Continuations as values, effects as control transfer

This is the chapter that explains the design’s most unusual commitment, the one that runs through everything else. Most CPUs treat control flow as: execute the next instruction, or take a branch, or call a function and eventually return, or take an interrupt and eventually return. This ISA adds one more primitive: perform an effect. The hardware captures the current point of execution as a value, transfers control to a handler that the kernel installed, and lets the handler decide whether to resume.

This sounds esoteric. It is, in fact, the most useful primitive we will add. Let me build up to why.

What’s a continuation, exactly

A continuation is the rest of the computation, reified as a value. If you have an expression

let x = E in F

then “the rest of the computation after E completes” is conceptually the function fun v -> let x = v in F. In a language with first-class continuations, this rest-of-the-program can be captured as a value, stored, passed around, and invoked later.

If you’ve used call/cc in Scheme, you’ve worked with continuations. If you’ve written async/await in any modern language, you’ve worked with a restricted form of continuations — await saves “the rest of this function” as a state machine and resumes it when the awaited value arrives. If you’ve written generator functions (yield in Python), the generator’s frame is a continuation that gets resumed each time you ask for the next value.

In CML, continuations are first-class values. They have a type — unit continuation is a continuation that expects unit when resumed; int continuation is one that expects an int. They live in registers; they live on the heap; they get passed to functions; they get stored in queues. The compiler tracks their types.

In the ISA, continuations have a hardware tag — CONT — and the runtime representation is a heap-allocated record describing exactly enough state to resume from where they were captured. We pinned this layout in the ISA specification (Appendix A): saved program counter, saved stack pointer, saved registers, and a “used / unused” flag.

What’s an effect

An effect is a typed operation that user code can perform and that some surrounding handler is responsible for interpreting. In CML, effects are declared by signature:

effect IO {
  print : string -> ()
  read_byte : () -> byte
}

effect Scheduler {
  yield : () -> ()
  exit  : () -> empty
}

These declarations introduce families of operations. Each operation has a type. The print operation takes a string and returns unit; the read_byte operation takes nothing and returns a byte.

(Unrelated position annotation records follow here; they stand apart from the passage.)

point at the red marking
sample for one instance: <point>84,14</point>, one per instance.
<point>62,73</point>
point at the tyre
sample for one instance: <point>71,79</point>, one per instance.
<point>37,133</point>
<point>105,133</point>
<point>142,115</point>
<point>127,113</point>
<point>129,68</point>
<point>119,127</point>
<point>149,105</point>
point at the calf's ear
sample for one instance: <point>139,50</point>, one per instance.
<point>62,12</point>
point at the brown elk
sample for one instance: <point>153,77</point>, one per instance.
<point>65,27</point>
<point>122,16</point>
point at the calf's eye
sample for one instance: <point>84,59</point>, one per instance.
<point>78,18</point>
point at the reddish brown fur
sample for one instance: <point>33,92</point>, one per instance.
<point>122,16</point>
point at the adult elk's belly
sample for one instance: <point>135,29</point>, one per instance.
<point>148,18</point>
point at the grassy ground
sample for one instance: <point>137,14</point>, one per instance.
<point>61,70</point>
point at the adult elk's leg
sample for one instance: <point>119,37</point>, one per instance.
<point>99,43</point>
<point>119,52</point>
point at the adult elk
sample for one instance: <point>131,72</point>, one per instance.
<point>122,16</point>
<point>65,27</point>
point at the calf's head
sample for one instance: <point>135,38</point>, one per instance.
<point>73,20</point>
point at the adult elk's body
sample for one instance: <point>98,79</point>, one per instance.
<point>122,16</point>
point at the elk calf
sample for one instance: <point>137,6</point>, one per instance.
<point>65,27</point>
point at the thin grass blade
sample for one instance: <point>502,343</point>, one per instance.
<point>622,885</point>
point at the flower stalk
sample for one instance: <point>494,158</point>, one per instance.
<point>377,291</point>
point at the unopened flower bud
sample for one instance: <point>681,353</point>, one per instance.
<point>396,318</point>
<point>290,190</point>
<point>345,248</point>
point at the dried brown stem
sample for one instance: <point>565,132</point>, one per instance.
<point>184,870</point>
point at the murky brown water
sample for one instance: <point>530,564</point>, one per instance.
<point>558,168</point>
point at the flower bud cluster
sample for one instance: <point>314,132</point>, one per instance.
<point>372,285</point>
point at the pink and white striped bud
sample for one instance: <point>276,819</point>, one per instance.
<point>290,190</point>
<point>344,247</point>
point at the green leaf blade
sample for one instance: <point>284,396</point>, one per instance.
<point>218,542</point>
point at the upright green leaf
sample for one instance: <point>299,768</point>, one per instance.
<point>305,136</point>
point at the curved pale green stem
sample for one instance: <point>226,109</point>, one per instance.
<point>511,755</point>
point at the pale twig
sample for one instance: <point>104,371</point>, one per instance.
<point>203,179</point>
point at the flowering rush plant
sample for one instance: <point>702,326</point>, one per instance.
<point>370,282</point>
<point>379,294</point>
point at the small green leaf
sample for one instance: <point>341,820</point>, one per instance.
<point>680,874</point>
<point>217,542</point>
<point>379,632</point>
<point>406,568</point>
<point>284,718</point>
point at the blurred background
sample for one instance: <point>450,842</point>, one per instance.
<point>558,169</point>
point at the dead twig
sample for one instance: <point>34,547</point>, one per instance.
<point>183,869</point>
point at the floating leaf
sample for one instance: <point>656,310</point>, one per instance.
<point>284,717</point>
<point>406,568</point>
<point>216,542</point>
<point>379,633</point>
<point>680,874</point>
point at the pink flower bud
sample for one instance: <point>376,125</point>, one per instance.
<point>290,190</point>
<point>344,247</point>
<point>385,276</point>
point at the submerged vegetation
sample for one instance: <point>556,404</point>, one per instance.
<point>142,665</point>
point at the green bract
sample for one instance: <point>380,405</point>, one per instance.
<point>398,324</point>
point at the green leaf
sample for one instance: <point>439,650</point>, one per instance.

User code performs an operation:

let n = perform IO.read_byte () in
perform IO.print "you typed something";
n

When this code runs, perform IO.read_byte () causes control to transfer to whatever handler is currently installed for the IO.read_byte effect. The handler decides what to do — read a byte from somewhere, return it. When the handler resumes the continuation, the value of the perform expression becomes whatever the handler supplied.

This is similar to a function call. The difference is who decides what the call does. With a function call, the called function is named at the call site; you know what runs. With a perform, the call site names only the effect; what runs is whichever handler is currently in scope. The same perform IO.print msg might write to UART in the kernel, write to a buffer in a test harness, or write to a network socket in a distributed system. The user code doesn’t know.

What’s a handler

A handler is an installed responder for one or more effects. In CML:

handler print_to_uart = {
  | IO.print s, k       -> uart_send s; resume k ()
  | IO.read_byte (), k  -> resume k (uart_recv ())
  | return v            -> v
}

let main () =
  with print_to_uart in {
    perform IO.print "hello\n";
    let b = perform IO.read_byte () in
    perform IO.print ("got: " ^ string_of_byte b ^ "\n")
  }

The handler print_to_uart declaration defines a set of clauses. Each clause names an effect operation and binds two things: the operation’s argument, and the continuation. The continuation k represents “the body’s execution at the point of this perform, ready to be resumed.”

When the body performs IO.print "hello\n", control transfers to the IO.print s, k clause with s bound to "hello\n" and k bound to the suspended continuation. The clause does the actual work (writing to UART) and calls resume k () to deliver () back to the perform site, after which the body continues with the next line.

The return v clause runs when the body completes normally. It receives the body’s return value and is the handler’s last opportunity to do something with it.

Why this is a unification

Now the payoff. Several operations that look distinct in conventional kernels are, under this design, the same operation:

A context switch. A process performs Scheduler.yield. The handler captures the continuation, files it in the ready queue, pops a different continuation, and invokes it. Context-switching is perform + resume on a different continuation.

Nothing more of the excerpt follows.